楊鵬舉不願再行停留,轉身對張朝唐道:「咱們走吧。」
張朝唐見他臉色慘白,自是痛極,想叫他在此休息一下,可是又說不出口。
姓應的道:「張公子來自萬里之外,我們驚嚇了遠客,很是過意不去,別讓你回到外國,說我們中土人士都是窮凶極惡之輩。這位楊朋友也很夠光棍。我送你這個東西吧。」說著從袋裡掏出一塊東西,交給張朝唐。
張朝唐接過一看,輕飄飄的是塊竹牌,上面烙了「山宗」兩字,牌背烙了一些花紋,看不出有什麼用處。

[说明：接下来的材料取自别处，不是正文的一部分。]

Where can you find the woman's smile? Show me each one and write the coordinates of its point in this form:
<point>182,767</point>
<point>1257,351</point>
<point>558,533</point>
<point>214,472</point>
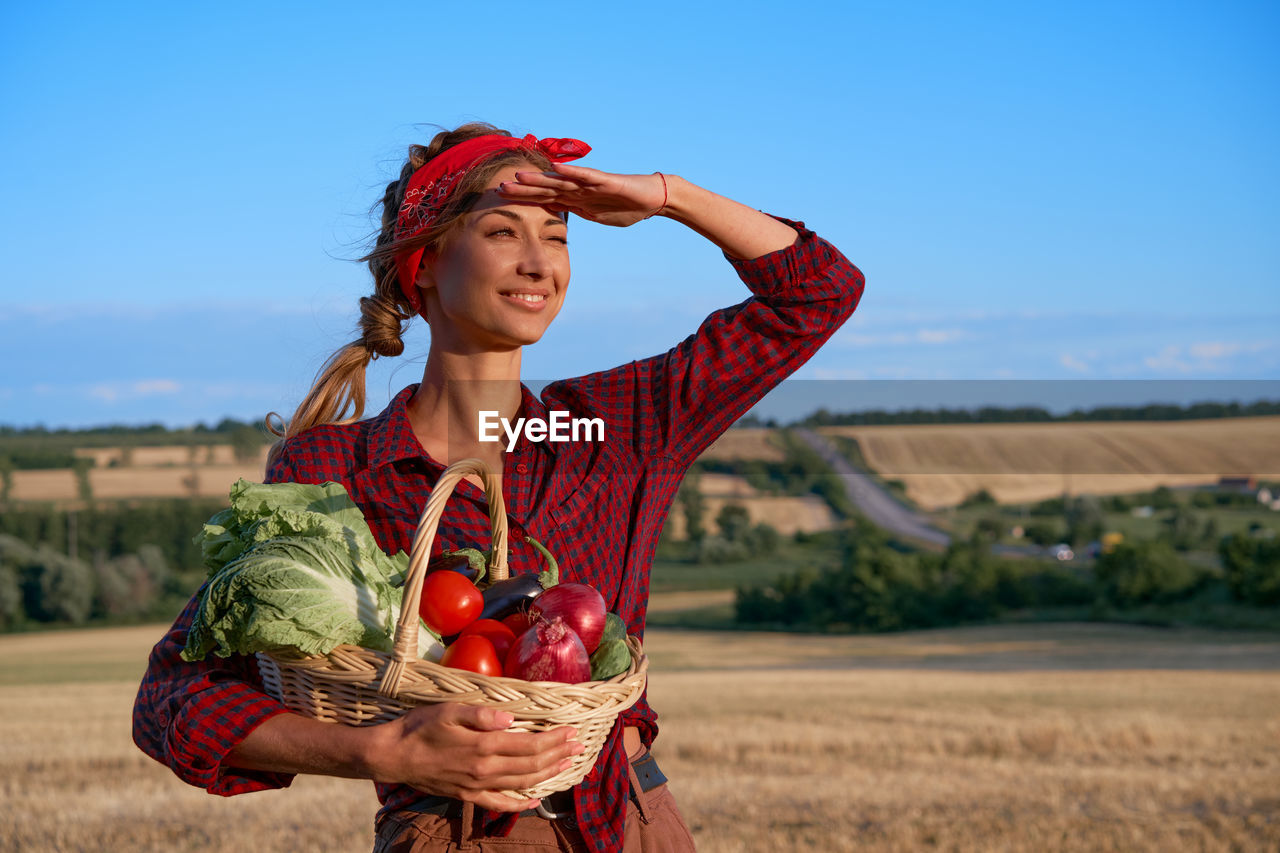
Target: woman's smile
<point>501,277</point>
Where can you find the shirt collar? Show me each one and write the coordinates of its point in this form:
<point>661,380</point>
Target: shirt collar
<point>391,434</point>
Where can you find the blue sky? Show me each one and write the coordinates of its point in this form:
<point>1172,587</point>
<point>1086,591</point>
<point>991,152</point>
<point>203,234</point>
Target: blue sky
<point>1086,191</point>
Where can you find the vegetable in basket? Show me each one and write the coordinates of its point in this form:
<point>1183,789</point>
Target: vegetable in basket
<point>296,566</point>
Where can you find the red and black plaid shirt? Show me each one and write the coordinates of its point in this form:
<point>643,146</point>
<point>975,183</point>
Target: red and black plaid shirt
<point>598,506</point>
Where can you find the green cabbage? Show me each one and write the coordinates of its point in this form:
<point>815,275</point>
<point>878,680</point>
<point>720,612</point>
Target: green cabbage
<point>296,566</point>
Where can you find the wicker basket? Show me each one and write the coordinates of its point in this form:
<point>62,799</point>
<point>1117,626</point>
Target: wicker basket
<point>361,687</point>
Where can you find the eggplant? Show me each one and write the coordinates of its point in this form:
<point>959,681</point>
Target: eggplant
<point>503,597</point>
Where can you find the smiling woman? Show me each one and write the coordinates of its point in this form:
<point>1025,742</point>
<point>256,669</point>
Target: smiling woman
<point>474,240</point>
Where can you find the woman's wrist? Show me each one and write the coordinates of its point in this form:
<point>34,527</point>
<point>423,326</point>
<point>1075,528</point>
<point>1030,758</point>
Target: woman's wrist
<point>739,231</point>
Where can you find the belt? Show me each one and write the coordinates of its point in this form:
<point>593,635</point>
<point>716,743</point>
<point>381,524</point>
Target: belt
<point>554,806</point>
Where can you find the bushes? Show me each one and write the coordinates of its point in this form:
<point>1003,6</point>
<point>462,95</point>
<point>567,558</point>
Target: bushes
<point>1252,569</point>
<point>880,588</point>
<point>1144,573</point>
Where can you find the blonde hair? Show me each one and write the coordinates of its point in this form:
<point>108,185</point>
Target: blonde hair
<point>337,395</point>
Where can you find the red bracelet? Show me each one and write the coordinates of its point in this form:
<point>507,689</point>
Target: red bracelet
<point>663,196</point>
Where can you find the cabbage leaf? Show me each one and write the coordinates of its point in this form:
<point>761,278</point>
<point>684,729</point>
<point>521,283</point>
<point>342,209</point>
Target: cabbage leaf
<point>296,566</point>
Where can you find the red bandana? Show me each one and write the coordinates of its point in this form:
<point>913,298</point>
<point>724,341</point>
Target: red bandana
<point>432,185</point>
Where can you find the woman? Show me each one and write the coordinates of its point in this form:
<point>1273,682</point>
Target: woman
<point>475,240</point>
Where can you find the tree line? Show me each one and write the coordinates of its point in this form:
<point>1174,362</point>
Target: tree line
<point>881,584</point>
<point>103,564</point>
<point>39,447</point>
<point>1031,414</point>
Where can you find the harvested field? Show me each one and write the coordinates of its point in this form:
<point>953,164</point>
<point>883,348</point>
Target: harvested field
<point>746,443</point>
<point>784,514</point>
<point>164,456</point>
<point>1016,463</point>
<point>1013,738</point>
<point>122,473</point>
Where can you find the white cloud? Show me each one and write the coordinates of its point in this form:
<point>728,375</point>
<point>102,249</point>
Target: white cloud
<point>1072,363</point>
<point>113,392</point>
<point>837,373</point>
<point>904,338</point>
<point>1214,350</point>
<point>147,387</point>
<point>1168,359</point>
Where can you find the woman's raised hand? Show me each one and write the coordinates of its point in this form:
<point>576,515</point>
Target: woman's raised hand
<point>600,196</point>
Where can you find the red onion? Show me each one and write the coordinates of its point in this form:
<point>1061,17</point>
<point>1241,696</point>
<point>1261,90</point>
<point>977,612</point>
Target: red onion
<point>580,606</point>
<point>549,651</point>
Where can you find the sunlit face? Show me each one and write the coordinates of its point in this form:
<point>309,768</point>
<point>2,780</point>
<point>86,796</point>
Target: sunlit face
<point>501,278</point>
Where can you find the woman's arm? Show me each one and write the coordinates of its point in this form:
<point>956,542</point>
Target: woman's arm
<point>626,199</point>
<point>448,749</point>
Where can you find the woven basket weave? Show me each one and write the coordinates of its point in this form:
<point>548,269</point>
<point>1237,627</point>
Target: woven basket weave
<point>362,687</point>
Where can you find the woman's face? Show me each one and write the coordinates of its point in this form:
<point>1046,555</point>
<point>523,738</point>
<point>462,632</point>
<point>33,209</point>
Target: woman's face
<point>501,278</point>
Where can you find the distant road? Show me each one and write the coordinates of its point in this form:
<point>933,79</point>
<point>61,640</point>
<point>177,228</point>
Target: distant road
<point>871,498</point>
<point>880,507</point>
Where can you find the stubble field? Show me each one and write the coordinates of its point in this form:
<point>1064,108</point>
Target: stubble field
<point>941,465</point>
<point>1010,738</point>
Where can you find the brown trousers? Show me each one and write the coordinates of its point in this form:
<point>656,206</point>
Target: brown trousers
<point>658,828</point>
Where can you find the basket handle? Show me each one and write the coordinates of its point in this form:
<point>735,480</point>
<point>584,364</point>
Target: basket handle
<point>405,651</point>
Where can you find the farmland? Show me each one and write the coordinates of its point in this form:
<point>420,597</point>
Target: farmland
<point>1015,738</point>
<point>941,465</point>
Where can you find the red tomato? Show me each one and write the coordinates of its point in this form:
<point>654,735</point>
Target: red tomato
<point>472,652</point>
<point>449,602</point>
<point>519,623</point>
<point>498,634</point>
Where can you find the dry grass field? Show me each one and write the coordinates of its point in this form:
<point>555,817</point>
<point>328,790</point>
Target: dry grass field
<point>144,473</point>
<point>1013,738</point>
<point>784,514</point>
<point>1016,463</point>
<point>745,443</point>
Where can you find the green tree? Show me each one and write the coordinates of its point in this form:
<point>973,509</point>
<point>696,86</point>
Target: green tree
<point>56,588</point>
<point>1143,573</point>
<point>734,521</point>
<point>1084,520</point>
<point>1252,569</point>
<point>246,443</point>
<point>1183,528</point>
<point>10,597</point>
<point>694,506</point>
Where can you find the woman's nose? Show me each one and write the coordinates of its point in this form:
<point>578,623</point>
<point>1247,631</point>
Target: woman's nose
<point>535,261</point>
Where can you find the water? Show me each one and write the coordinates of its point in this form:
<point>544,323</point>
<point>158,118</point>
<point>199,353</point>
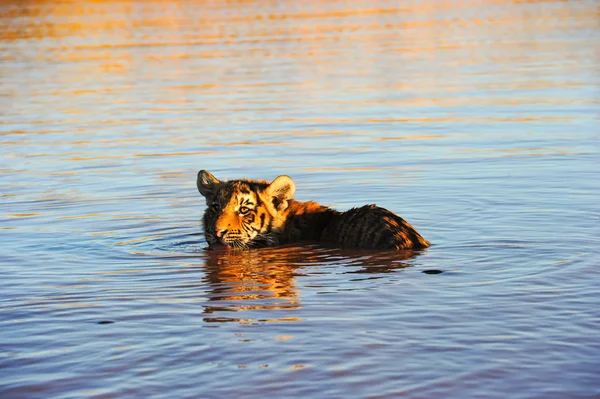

姓應的道:「眼前天下大亂,你一個文弱書生不宜在外面亂走,我勸你趕快回家。這幾天在路上要是遇上什麼危難,拿出這塊竹牌來,或許有點兒用處。過得幾年……唉,或者是十年,二十幾年,你聽得中土太平了,這才再來吧。亂世功名,得之無益,反足惹禍。」
張朝唐再看竹牌,實不見有何奇特之處,不信它有何神秘法力,想是吉祥之物,隨口謝了一聲,交給張康收入衣囊中。三人告辭出來,騎上馬緩緩而行。回到適才和那姓朱的交手所在,見鋼刀兀自在地,閃閃發光,楊鵬舉拾了起來,心想:「我自誇英雄了得,碰在人家手裡,屁也不值!」
天明時,到了一個小市鎮上,張朝唐找了客店,讓楊鵬舉安睡了一天一晚,次晨才再趕路。行到中午時分,打過尖,上馬又行了二十多里路。忽然蹄聲響處,一騎馬迎面奔來,掠過身旁,向三人望了一眼,絕塵而去。行了五六里路,後面馬蹄聲又起,仍是那騎馬追了上來。這次楊鵬舉和張朝唐都看得清楚了,馬上那人青巾包頭,眉目之間英悍之氣畢露,從三人身旁掠過,疾馳而前。